By Emily Buehler, Weaver Street Market Website Coordinator
This month, we took a field trip to several of our produce and meat suppliers. We gathered at the ECO-HUB in Durham, where we toured the offices and storage areas of Eastern Carolina Organics (ECO) and Firsthand Foods. Then we drove two hours east to Rose Hill, to tour two organic produce farms that sell through ECO: Cottle Organics and Uncle Henry’s Organics, who supply us with berries, greens, muscadine grapes, and more. After lunch, we toured Wallace Farms, who sells pork via Firsthand Foods. This is the third in a series of posts about the trip. Read part one here.
Herbie Cottle met us at the office of Cottle Organics–a small building right in the middle of the fields in Rose Hill, North Carolina. His family has farmed here since his great grandfather began around 1915. Back then, everyone grew strawberries; they were loaded onto train cars just down the road, and the train’s movement and blocks of ice blew cool air over them on their journey to market in New York and New England. Then California strawberries appeared on the East Coast, and the Rose Hill farmers lost their business. They switched to tobacco.
About ten years ago, as tobacco production waned, Herbie looked into growing organic vegetables. “The mindset of how you farm conventionally versus organically was really the hard thing, because you have to plan ahead when you’re farming organically,” Herbie told us. “You have to try to prevent things from happening instead of reacting to things that happen like you do on a conventional farm. That was really hard: to change your mindset after you’ve been doing something for thirty, forty years.”
Now he has 300 acres certified organic and uses a variety of methods to help the crops. He plants cover crops to return nutrients to the soil, and uses compost and other organic fertilizers. He transplants seedlings for certain crops instead of sowing seeds directly into the fields, which gives the plants a head start on weeds, in addition to enabling him to start them inside and earlier. Tractor implements are used for both planting and transplanting, as well as for weeding: three different implements churn up the soil around seedlings, destroying tiny weeds without disturbing the plants. Herbie has even introduced some biodynamic practices, like planting potatoes on dark nights to avert insect problems, because he tried them and they worked.
It’s hard to imagine managing the broad fields organically. After walking through a potato field, we drove to wider fields down the road, where rows of corn, cabbage, kale, and more grew in the dry soil. Because overhead irrigation is expensive, Herbie came up with a flood irrigation system; he runs thick pipes across the highest point in each field and releases water from ponds and wells, which rolls down to fill the field.
The organic farmers around Rose Hill work together as a community.
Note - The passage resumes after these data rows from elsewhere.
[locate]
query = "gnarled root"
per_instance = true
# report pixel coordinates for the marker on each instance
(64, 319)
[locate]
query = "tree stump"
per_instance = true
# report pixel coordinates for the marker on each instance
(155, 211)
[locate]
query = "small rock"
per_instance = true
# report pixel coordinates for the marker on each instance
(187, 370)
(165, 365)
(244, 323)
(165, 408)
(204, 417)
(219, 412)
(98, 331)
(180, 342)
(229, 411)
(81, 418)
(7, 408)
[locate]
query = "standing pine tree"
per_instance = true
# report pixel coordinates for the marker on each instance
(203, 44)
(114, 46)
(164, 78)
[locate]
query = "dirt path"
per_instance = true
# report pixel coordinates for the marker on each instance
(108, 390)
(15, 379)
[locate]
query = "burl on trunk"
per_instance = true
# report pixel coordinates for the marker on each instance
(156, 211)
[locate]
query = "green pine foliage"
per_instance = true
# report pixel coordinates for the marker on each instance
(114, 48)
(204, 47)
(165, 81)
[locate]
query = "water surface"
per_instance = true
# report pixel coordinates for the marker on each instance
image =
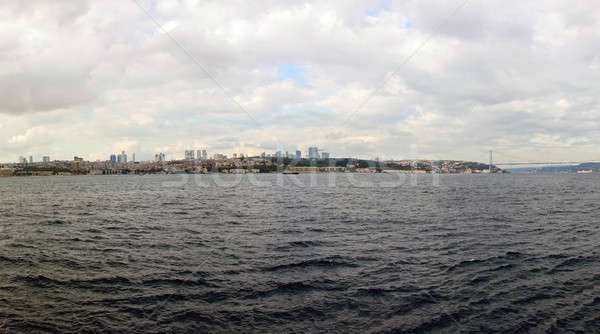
(300, 253)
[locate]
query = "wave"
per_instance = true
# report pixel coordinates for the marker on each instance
(327, 262)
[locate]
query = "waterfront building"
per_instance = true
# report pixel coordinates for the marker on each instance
(122, 158)
(313, 152)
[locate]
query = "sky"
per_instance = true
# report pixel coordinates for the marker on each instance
(388, 79)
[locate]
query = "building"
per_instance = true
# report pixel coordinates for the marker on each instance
(313, 152)
(122, 158)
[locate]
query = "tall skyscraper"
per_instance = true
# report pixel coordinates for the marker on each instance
(313, 152)
(122, 158)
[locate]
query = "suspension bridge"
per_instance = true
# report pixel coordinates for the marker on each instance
(519, 162)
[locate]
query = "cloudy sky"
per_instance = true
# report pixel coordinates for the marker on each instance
(390, 79)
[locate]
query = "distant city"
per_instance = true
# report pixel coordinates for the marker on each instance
(199, 161)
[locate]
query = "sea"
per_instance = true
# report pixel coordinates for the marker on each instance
(309, 253)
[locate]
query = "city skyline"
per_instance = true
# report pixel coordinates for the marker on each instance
(369, 79)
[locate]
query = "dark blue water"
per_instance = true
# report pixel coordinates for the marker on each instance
(300, 253)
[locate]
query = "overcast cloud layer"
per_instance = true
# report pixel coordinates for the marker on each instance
(90, 78)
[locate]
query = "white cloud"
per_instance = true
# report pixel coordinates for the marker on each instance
(90, 78)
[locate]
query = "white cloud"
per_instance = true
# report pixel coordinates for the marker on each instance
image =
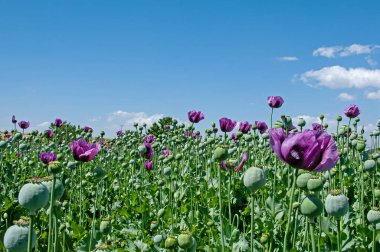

Herbie’s begun saving seed from cover crops, and buying and selling with neighboring organic farmers. He talks almost daily with Owen of Uncle Henry’s Organics, who was our next stop on the field trip.
And since Herbie teamed up with ECO, they’ve helped him reach markets he wouldn’t have found on his own. They call him with an order each morning, and their trucks arrive to pick it up. They’ve tracked sales so they can advise Herbie and other farmers on what to plant the next year. By taking care of the business side of things, ECO enables Herbie and its other farmers to focus on farming.